Todos tenemos ideas y convicciones que creemos son las correctas. Unas veces tratamos de que los demás concuerden con nuestros puntos de vista, otras no nos interesa lo que piensen, ni nos preocupamos por hacerlos entender del por qué de nuestra convicción.
Cada uno se siente dueño de la razón y cree que su verdad es absoluta e irrefutable.
Esa es la razón por la cual a muchos les resulta imposible aceptar la oposición de los demás, pero no se dan cuenta que ellos mismos son intolerantes a las ideas y puntos de vista de sus semejantes.
De la misma manera y con la misma pasión con la cual defienden sus creencias y sus posiciones, de esa misma forma rechazan de manera tajante, las posiciones e ideas de los otros.
Se muestran incapaces de entender las luchas y creencias de los demás, hasta llegan a burlarse de la pasión y entrega con que ven a otros entregarse a una causa y defenderla con su vida si fuera necesario, pero si se trata de lo que ellos creen justo y necesario, llegarían al mayor sacrificio, siempre esperando ser entendidos y acompañados en el camino.
Parece una constante o una conducta generalizada, la de querer ser comprendido sin hacer el mínimo intento por comprender a los demás. Así como también lo es, la costumbre de esperar, sin haber dado nada. También es común creer que nos deben apoyar y aceptar nuestras opiniones, aún cuando rechazamos de manera tajante las opiniones de los demás.
El ser humano es intolerante por naturaleza. Esa debe ser la razón de tantos conflictos personales y mundiales.

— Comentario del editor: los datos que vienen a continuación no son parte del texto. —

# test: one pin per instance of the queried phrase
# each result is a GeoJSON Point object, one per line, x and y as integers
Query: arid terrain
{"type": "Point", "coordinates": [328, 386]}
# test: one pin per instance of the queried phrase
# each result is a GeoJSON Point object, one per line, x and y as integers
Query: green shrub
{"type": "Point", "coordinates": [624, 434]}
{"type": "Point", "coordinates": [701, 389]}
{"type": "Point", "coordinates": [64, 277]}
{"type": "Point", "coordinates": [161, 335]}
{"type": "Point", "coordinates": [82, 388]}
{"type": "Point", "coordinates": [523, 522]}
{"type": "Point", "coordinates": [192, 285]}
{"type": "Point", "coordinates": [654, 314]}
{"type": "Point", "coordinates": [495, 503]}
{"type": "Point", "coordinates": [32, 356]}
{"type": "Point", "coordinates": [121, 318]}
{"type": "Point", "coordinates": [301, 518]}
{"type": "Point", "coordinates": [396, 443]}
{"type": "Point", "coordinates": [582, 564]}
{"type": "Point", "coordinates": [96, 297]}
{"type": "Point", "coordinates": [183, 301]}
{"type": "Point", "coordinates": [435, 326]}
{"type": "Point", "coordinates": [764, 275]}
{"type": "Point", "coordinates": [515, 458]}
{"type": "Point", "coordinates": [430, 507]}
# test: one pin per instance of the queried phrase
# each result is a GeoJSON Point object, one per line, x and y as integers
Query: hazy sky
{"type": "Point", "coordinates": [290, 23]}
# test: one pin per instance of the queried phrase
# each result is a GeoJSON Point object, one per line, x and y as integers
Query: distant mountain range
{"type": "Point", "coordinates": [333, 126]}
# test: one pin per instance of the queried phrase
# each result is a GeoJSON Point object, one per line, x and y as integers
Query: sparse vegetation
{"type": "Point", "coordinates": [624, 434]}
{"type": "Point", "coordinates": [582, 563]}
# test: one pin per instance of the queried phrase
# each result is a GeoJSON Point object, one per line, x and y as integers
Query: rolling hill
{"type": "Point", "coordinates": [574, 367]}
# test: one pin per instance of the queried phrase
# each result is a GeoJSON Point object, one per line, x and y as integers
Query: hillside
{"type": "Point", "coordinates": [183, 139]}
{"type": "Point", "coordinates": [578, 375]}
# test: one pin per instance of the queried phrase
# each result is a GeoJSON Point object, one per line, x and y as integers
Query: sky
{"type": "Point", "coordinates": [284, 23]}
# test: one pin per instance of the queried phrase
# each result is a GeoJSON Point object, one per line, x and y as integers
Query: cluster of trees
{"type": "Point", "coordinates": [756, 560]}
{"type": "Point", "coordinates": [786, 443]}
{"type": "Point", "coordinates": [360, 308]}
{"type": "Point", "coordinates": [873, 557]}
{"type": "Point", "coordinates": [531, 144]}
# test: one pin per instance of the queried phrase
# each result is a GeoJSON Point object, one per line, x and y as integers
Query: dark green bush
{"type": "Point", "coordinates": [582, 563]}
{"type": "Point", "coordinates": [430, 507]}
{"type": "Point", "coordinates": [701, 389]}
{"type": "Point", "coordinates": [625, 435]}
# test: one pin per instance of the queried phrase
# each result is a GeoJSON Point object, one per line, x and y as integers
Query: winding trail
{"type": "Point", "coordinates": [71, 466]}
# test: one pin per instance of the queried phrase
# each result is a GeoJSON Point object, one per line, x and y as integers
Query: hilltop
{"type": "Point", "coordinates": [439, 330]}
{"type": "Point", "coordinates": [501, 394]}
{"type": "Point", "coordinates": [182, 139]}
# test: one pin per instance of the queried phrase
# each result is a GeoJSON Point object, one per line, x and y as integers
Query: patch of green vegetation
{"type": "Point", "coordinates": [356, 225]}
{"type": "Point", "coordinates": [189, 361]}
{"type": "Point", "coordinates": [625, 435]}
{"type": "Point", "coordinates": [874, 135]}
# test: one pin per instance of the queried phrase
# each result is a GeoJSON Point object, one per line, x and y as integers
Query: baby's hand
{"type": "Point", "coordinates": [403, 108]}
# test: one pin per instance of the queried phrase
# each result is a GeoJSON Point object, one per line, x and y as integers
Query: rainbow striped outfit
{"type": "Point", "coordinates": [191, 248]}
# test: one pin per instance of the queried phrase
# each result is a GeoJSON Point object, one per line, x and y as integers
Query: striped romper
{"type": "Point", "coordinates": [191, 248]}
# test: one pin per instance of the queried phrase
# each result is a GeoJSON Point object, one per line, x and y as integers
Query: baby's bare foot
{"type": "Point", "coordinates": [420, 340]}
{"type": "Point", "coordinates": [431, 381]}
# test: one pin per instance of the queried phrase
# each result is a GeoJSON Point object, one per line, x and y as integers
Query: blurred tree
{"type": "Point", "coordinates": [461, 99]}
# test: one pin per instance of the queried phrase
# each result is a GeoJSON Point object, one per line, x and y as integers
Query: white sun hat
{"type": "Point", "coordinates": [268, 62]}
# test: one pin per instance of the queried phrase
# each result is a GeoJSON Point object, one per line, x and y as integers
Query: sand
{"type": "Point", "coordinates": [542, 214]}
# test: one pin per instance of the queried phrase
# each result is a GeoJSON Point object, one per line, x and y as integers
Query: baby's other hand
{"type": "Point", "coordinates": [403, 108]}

Y es que creer que la razón está siempre de nuestro lado y que nuestras creencias, tradiciones y convicciones son las correctas, por lo que no debemos escuchar o considerar las de los demás, nos convierte en seres irracionales, incapaces de reconocer el derecho de los demás a ser y existir. No olvidemos que los derechos de los demás comienzan donde terminan los nuestros. A veces para una convivencia pacífica solo es necesario respetar y entender a todos por igual.